Charles Baden Drury Powell 15/08/1889 - 14?/08/1916
Private (Service number 14790) Middlesex Regiment

I have not been able to unearth a coherent account of Charles: there are conflicting stories, even about the date of his death.  He was born on 21st September 1889 in Speldhurst, Kent, the first child of Charles Watson Powell and his wife Elizabeth Constance née Drury.  The family was prosperous and land-owning; Charles’ grandfather, another Charles, was a JP in Kent owning an estate of 180 acres and on census day 1881 his father, Charles Watson, was a Law Student.  His parents married in 1888.  I have found no evidence that Charles Watson practised law; on census day 1891 the family was living in Speldhurst and Charles was “living on own means”.  Later that month a second son, Gerald Frederick Watson Powell, was born.

Young Charles first attended a school called The Grange at Crowhurst in East Sussex and then, in September 1903 aged 14, came to Bedales in Steep where he remained until July 1905.  The only information in The Bedales Record for the two years he was in the school is Charles’ name in the School list for the Summer Terms of 1904 and 1905 and the fact that he was in form IIb is recorded in the address list in 1904.  I have no idea why the school was chosen for him unless he was assumed to be less academic than his younger brother (Gerald went from The Grange to St. Wilfred’s Bexhill and then to Harrow before Magdalen College Oxford and beginning to study for the Bar).  This theory gains some support from the fact that Charles went to Wye Agricultural College for a year (1908 -1909) and then, according to The Bedales Roll, became a farmer.  This is contradicted by The Speldhurst Roll of Honour which asserts Charles went from Wye to “The School of Dramatic Art” (RADA?) intending “to follow that profession”.

As early as 1911 Gerald had joined The Kent Cyclist Battalion as a Territorial and by 1914 was already holding the rank of Captain.  Unfortunately I have no detailed evidence for Charles’ date of volunteering after the outbreak of war.  His is one of the many thousands of records of ordinary soldiers which were destroyed by enemy action during World War Two.  However, it would seem that he followed his brother, as a private, into the Cyclist Battalion.  On 18th May 1915 the Mayor and Borough of Islington formed the 21st (Service) Battalion of the Middlesex Regiment and Charles transferred into it.  For the next year or so the Battalion served on the Home Front, from October based at Aldershot and then from February 1916 at Witley.  In June 1916 the Battalion moved across the Channel, presumably as part of the preparations for the Battle of the Somme: they were part of the 121st Brigade of the 40th Division.

Charles served for two and a half months in France but, so far, I haven’t been able to trace his route.  According to The Bedales Roll he was killed on 16th August,  The Speldhurst Roll of Honour dates his death 13th August and the official CWGC Grave Memorial Register places it on 14th.  It seems to me most likely that he was killed in an action that might have started late on 13th and concluded on 14th August.  He is buried in plot 1 G 20 in the Maroc British Cemetery, Grenay.  CEGC describes it as “a front line cemetery used by fighting units and field ambulances and protected from German observation by a slight rise in the ground”.  There was no reference to Charles B D Powell in the many lists of OBs serving during the war published in The Bedales Record and The Bedales Chronicle until the list in the Record for 1915 – 1916 which states :- “POWELL C. B. D. Pte.
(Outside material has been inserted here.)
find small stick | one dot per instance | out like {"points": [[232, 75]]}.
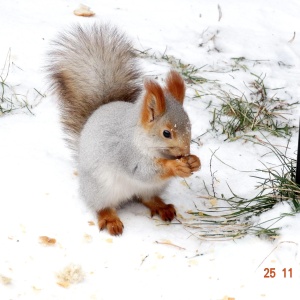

Middlesex Regt. killed 16. viii, 1916”.  The entry is in brackets, indicating that he did not spend his whole school career at Bedales.  Uniquely, there is no account of his military career and death in Mr. Badley’s “In Memoriam” tribute for that year.

Charles acquired his second name, Baden, possibly as a tribute to his father’s twin brother who died in infancy, but more probably a remembrance of his grandfather’s elder brother The Rev. Professor Baden Powell (father of Lord Baden-Powell of Scouting fame) or his great grandfather.

Charles Watson and Elizabeth Powell suffered the loss of their younger son Gerald in 1917.  As a Territorial he had immediately become on active service in August 1914: he remained with the Kent Cyclists until early in 1917 he was transferred to the 8th Battalion of The Queen‘s Own Royal West Kent Regiment. In May 1917 he was promoted to the rank of Major.  The battalion was heavily involved in all the major conflicts of 1917.  Gerald was killed on 28th July and buried in plot II F 22 in the Dickebusch New Military Cemetery Extension.